Le conflit de succession des années 840 est l’occasion de décrire les réseaux sur lesquels s’appuyèrent Siconolf d’un côté, Radelchis de l’autre, et de souligner la manière dont Siconolf sut se hisser au-dessus des enjeux purement locaux par son alliance matrimoniale avec Spolète. Mais l’épisode fournit aussi aux Carolingiens l’occasion d’intervenir à nouveau. À partir de 847, Louis II ne mena pas moins de cinq expéditions vers le sud, jusqu’à s’installer de manière permanente dans la principauté (866–871). Le pactum divisionis de 848/849 entre Bénévent et Salerne réaffirmait le statut »extraterritorial« du Mont-Cassin et de Saint-Vincent au Volturne, partageait les ressources fiscales, envisageait la mobilisation conjointe des armées des deux anciens adversaires, selon toute probabilité contre les Sarrasins, à la demande de l’empereur.
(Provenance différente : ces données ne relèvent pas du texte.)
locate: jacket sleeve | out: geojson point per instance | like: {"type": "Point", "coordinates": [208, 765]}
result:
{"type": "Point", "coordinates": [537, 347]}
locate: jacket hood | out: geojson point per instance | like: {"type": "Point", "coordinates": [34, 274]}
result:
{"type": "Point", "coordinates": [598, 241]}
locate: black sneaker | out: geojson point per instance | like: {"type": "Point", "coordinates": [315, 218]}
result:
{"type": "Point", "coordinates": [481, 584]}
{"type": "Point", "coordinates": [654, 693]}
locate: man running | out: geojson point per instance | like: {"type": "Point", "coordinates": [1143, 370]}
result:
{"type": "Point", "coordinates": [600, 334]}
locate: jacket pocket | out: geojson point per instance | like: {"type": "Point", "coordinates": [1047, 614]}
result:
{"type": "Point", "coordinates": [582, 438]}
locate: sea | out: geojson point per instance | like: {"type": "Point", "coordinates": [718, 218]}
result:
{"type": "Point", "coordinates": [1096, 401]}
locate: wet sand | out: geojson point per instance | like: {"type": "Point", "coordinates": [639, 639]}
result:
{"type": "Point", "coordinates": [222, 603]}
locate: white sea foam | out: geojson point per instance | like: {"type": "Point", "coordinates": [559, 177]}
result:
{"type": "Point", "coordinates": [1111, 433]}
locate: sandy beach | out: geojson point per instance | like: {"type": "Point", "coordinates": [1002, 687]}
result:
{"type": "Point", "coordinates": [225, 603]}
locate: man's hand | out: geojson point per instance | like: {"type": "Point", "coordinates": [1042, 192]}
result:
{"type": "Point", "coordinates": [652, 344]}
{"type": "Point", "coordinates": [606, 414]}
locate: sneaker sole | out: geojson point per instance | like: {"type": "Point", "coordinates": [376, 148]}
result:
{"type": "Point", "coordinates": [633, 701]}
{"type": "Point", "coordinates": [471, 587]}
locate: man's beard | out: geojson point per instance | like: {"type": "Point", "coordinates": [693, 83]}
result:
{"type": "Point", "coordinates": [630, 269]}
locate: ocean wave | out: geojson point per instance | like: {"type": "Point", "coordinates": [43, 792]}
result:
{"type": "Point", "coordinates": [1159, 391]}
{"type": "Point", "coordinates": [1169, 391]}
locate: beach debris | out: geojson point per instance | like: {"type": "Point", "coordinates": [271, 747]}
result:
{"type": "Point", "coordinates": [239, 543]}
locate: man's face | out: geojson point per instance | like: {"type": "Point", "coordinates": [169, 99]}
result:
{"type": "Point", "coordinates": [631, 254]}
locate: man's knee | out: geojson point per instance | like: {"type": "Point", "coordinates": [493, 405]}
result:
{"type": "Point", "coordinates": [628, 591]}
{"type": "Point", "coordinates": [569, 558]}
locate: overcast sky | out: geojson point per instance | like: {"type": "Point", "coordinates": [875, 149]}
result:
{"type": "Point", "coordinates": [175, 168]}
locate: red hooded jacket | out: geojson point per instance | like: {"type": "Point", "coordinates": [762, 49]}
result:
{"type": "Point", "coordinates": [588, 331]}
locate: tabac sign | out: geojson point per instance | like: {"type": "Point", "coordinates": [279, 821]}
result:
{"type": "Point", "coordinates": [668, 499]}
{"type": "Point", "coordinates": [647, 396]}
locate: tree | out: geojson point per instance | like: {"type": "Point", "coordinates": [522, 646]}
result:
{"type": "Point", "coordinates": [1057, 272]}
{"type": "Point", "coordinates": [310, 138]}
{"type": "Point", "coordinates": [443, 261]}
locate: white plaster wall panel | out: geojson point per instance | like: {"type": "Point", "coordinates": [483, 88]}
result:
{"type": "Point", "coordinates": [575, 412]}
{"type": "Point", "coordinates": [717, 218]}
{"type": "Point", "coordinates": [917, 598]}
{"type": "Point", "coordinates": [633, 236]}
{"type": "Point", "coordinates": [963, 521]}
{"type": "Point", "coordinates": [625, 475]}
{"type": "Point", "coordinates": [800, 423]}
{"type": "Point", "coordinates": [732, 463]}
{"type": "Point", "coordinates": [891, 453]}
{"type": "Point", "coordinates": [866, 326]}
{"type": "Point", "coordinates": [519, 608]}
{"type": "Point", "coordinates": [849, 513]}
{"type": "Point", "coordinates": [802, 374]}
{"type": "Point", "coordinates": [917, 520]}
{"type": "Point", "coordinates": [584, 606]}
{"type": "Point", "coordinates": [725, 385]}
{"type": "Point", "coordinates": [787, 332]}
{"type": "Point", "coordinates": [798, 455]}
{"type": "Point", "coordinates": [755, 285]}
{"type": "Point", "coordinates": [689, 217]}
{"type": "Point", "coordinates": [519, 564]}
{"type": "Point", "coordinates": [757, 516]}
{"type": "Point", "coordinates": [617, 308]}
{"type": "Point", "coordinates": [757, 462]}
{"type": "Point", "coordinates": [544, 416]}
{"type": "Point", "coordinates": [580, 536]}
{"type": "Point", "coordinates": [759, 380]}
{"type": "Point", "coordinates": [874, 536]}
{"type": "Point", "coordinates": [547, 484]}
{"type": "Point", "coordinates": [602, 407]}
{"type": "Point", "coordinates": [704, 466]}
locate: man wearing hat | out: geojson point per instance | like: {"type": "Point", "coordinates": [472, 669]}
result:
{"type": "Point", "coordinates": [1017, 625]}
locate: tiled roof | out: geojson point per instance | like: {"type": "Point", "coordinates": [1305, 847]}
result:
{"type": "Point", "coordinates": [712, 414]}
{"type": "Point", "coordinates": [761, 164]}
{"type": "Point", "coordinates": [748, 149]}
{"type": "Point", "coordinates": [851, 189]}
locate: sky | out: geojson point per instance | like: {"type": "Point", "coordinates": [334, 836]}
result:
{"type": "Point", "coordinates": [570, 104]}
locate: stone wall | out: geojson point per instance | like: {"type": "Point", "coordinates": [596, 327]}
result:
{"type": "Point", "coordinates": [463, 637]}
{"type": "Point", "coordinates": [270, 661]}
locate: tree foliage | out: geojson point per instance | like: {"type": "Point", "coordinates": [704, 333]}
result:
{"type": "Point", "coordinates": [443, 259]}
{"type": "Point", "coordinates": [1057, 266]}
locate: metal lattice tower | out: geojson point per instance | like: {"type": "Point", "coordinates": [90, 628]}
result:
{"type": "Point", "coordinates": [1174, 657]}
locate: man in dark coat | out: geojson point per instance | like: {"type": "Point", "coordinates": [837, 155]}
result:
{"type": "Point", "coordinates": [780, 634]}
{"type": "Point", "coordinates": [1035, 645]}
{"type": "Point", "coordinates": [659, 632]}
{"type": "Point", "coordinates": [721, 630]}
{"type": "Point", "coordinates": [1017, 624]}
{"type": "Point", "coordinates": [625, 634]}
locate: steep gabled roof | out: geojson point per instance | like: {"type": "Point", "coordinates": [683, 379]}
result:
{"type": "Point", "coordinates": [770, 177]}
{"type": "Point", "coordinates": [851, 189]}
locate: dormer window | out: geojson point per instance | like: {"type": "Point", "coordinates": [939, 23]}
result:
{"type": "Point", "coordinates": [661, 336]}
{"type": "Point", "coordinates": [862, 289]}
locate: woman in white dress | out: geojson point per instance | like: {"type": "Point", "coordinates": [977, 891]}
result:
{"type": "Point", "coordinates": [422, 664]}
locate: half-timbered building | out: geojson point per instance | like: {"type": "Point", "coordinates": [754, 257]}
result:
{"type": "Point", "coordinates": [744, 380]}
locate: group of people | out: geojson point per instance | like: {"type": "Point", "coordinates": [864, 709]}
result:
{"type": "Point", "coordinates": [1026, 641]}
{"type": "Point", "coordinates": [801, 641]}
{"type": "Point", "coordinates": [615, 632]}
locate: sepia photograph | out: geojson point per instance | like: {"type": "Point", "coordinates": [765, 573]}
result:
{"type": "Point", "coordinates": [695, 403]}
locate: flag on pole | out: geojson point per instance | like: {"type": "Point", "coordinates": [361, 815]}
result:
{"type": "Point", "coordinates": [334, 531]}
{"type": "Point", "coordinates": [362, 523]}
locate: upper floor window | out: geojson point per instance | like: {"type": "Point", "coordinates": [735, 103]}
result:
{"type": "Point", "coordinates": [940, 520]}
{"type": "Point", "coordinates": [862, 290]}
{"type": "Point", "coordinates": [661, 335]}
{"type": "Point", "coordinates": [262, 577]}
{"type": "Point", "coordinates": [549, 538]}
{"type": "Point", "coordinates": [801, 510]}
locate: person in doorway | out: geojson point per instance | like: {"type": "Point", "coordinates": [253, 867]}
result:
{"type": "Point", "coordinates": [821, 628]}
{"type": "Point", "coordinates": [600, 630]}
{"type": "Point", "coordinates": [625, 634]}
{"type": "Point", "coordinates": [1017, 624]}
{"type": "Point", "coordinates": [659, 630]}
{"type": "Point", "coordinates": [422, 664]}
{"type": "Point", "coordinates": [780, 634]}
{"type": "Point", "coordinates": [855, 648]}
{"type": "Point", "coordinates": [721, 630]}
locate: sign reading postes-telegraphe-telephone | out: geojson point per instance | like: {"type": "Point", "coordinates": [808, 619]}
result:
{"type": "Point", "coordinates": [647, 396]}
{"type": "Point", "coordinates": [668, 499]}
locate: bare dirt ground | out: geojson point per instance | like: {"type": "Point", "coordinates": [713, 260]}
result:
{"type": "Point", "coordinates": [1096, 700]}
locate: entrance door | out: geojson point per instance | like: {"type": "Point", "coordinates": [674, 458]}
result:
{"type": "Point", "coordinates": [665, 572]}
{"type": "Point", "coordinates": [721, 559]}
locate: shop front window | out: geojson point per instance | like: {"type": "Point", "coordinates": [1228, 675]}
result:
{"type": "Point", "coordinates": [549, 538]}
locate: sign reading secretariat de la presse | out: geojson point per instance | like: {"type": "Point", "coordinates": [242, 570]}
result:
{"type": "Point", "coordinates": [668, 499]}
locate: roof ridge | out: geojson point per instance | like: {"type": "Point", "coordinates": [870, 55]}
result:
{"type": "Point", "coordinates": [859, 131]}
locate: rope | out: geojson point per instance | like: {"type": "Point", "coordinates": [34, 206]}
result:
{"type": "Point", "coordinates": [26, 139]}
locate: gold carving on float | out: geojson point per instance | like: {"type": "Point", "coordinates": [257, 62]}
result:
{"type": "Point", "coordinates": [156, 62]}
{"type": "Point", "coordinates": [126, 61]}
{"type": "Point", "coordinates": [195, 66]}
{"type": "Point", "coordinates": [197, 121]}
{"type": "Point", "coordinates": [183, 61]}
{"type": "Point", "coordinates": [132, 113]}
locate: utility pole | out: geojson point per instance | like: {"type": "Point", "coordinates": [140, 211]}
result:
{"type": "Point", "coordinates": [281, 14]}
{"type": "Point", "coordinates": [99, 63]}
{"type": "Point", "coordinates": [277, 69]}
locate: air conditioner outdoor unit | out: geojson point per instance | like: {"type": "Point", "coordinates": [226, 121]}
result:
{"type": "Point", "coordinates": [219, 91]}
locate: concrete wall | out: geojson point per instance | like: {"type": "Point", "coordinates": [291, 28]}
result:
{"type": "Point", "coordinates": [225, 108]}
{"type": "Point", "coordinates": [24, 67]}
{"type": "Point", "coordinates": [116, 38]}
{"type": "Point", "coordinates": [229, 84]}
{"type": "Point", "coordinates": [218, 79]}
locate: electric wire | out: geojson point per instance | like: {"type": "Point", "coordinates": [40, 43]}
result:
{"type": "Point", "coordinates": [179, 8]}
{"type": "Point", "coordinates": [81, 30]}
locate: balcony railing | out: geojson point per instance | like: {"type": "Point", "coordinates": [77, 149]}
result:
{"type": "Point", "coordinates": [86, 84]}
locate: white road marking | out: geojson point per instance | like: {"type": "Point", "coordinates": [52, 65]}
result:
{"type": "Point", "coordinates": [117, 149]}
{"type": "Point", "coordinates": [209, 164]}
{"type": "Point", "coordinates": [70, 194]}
La vingtaine d’années qui suit, sur laquelle se termine le volume, est celle des campagnes militaires, des humiliations successives et réciproques, des manifestations d’ordre idéologique et symbolique d’ordre législatif – les novelles d’Adelchis en 866 font à la fois écho à celle d’Arechis II et riposte préventive devant l’expédition franque annoncée – et monétaire. De périphérie, le duché diminué de moitié est devenu frontière de l’Empire, contre l’émirat de Bari et face à Byzance, jusqu’à ce que la captivité de Louis II, à l’été 871, ne mette fin aux prétentions carolingiennes et ne ramène Bénévent à des horizons décidément réduits. La relève viendra de Capoue.

L’histoire de Bénévent aux VIIIe–IXe siècles, particulièrement touffue, a parfois de quoi décourager plus d’un. Elle est de ce fait assez peu pratiquée. Le livre réussit à tenir l’équilibre entre le récit obligé des péripéties régionales et les échappées thématiques. Dense et informé, il présente la double qualité d’offrir une scansion chronologique convaincante et de mobiliser les acquis de l’historiographie récente, tout en variant les points de vue de manière efficace: de quoi en faire l’instrument de référence des prochaines années pour qui veut s’aventurer sur ces terres.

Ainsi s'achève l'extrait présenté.